The group was all a buzz last week. A woman had approached one member and asked him about joining our group. After he welcomed her, she said she might be there that week or the next. By way of introducing her, he handed me a blurb from one of her books which reads:  ”Mozelle Richardson is a best selling novelist who received her BA in Journalism in 2004 at the ripe age of 90 from the University of Oklahoma. She raised four children in Oklahoma City with her late husband, W.T. Dub  Richardson. She now lives and writes in Santa Fe, New Mexico.”  You do the math.

We will get older, if we are lucky, but we need not get old voluntarily.

 

 

Ten Years, Two Pages, Three Word Sentences

Writer and teacher Abigail Thomas often gives her students the assignment to take any ten years of their life, reduce them to two pages, and each sentence should be only three words long.     Without room to circle the truth or fudge, the writer is forced to reduce each event to its core.  You end up with a haiku of sorts: He was horny. I was smitten. We got married.

In looking back over the now substantial number of years of my own life, I see there were ten year periods when life pretty much flowed in the same pattern with a few minor bumps or high points. No big forks in the road. Perhaps a move or a promotion or interesting assignment. Visited  Rose Garden. Met President Clinton. Tripped on grass. Went to Havana. Faded pink buildings. Gave housekeeper shampoo.  Opened news bureau.

Then again we can all bracket a ten year period when things fell apart or finally came together or both. Often events start with a show stopper. Time AOL merger. Now we downsize. What will happen? But sometimes in the living of an event you have no idea when the seeds were planted. One morning you wake up and there is a big damn tree in your face. In the looking back you may be able to gain clarity on when it all began. A friend might write: Mother lost keys. Found in refrigerator. We all laughed. Mother visits doctor. She has Alzheimer’s. She knows it. We know it. We make plans.

The three word sentence can become addictive. Beware the danger of narrating your life in real time: Drove to Whole Foods. Strawberries on sale. Bought two quarts! Froze one quart! On the other hand, if we live in the moment, there are times in our lives when we know, know for sure in that moment, that something is about to shift. I have a friend whose company is going through a reorganization. She will meet with the powers that be this week to learn her fate. What three word sentences will she write later on?

Company is reorganizing. Met with Sam. Lost my job. Time to network!

Company is reorganizing. Met with Sam. Great new job. Moving to Portland!

Company is reorganizing. Met with Sam. Hate job offer. Take for now. Leap later on.

Regardless, the next sentence is  Onward and upward! It has to be.

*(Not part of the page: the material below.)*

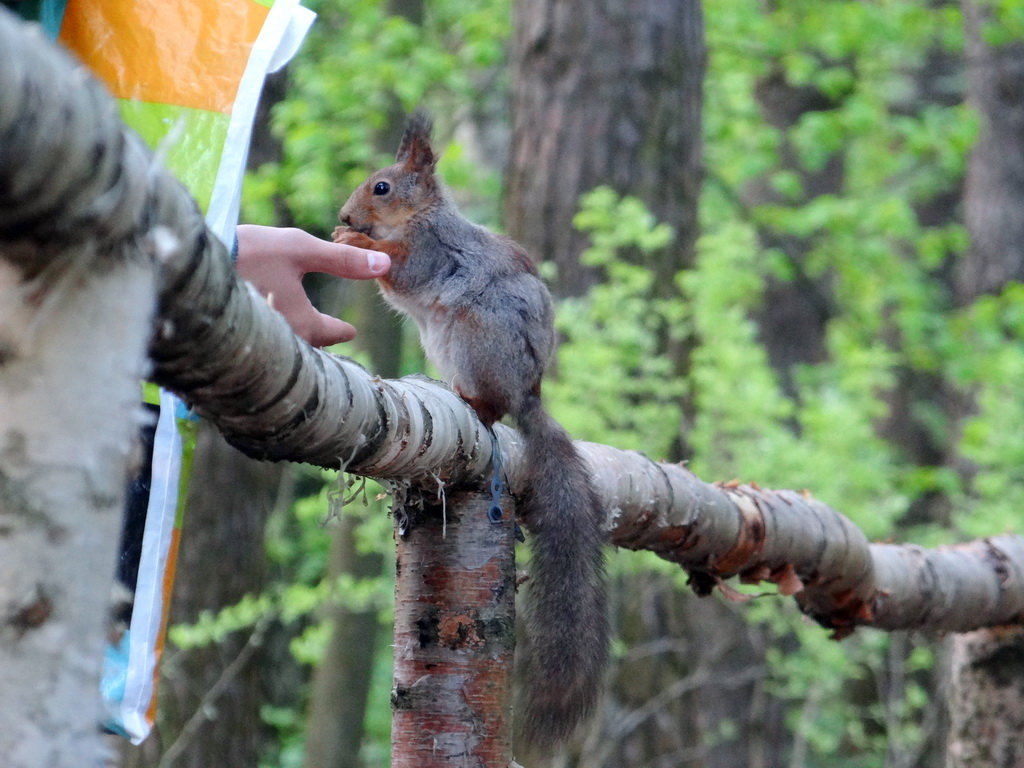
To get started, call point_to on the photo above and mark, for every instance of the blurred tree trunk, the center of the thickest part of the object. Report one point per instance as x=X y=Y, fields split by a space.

Faith and Hope: A Pilgrimage to Chimayo

On Good Friday, the annual Easter pilgrimage to the small adobe chapel in Chimayo, New Mexico will begin. By Sunday, as many as 50,000 people will walk the ninety miles from Albuquerque, the fourteen miles from Chupadero, the forty miles from Taos or the twenty-five miles from Santa Fe pushing baby carriages and wheelchairs, bearing crosses and statues of their patron saints, holding high photographs of loved ones who are ill in a petition for healing. Some will park their cars along the highway and join the others as they walk the last few miles on the winding two lane highway that leads to the Santuario de Chimayo.

People from all over the world and all religions make the pilgrimage. They walk in memory of a loved one or as a prayer for peace. Some walk because their grandmother told them the journey is part of their heritage. They must follow the foot prints of their parents and grandparents and great grandparents  in giving thanks for God’s gifts.

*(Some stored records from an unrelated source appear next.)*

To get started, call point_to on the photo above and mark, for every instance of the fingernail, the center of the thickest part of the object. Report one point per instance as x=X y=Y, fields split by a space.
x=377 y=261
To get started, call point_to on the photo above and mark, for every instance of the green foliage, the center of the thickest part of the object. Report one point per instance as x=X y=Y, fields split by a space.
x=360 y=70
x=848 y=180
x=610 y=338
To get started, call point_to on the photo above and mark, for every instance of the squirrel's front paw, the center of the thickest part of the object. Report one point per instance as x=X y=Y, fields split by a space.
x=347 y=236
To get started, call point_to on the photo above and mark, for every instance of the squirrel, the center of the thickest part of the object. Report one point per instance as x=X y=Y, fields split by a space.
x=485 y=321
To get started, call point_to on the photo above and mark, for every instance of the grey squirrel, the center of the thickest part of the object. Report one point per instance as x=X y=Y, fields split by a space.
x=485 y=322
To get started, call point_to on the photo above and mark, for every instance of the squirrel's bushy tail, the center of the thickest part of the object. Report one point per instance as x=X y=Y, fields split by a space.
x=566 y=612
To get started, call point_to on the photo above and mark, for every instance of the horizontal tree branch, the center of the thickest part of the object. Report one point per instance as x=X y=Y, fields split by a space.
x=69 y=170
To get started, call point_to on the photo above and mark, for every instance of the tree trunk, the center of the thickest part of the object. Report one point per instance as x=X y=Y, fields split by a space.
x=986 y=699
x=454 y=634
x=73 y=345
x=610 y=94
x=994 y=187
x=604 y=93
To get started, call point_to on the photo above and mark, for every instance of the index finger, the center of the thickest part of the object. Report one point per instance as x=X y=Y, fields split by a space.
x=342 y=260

Most walk as a demonstration of their faith, their belief in a God who listens to their prayers. When they arrive at the Santuario, they sit in the pews and pray and then enter the adjacent room to finger the dirt thought to bring forth miracles.

And for those not rooted in faith who walk to be part of a community, to be part of something larger than themselves, they may find a message of hope in the form of a lone peach tree in full bloom, flourishing in the sandy soil.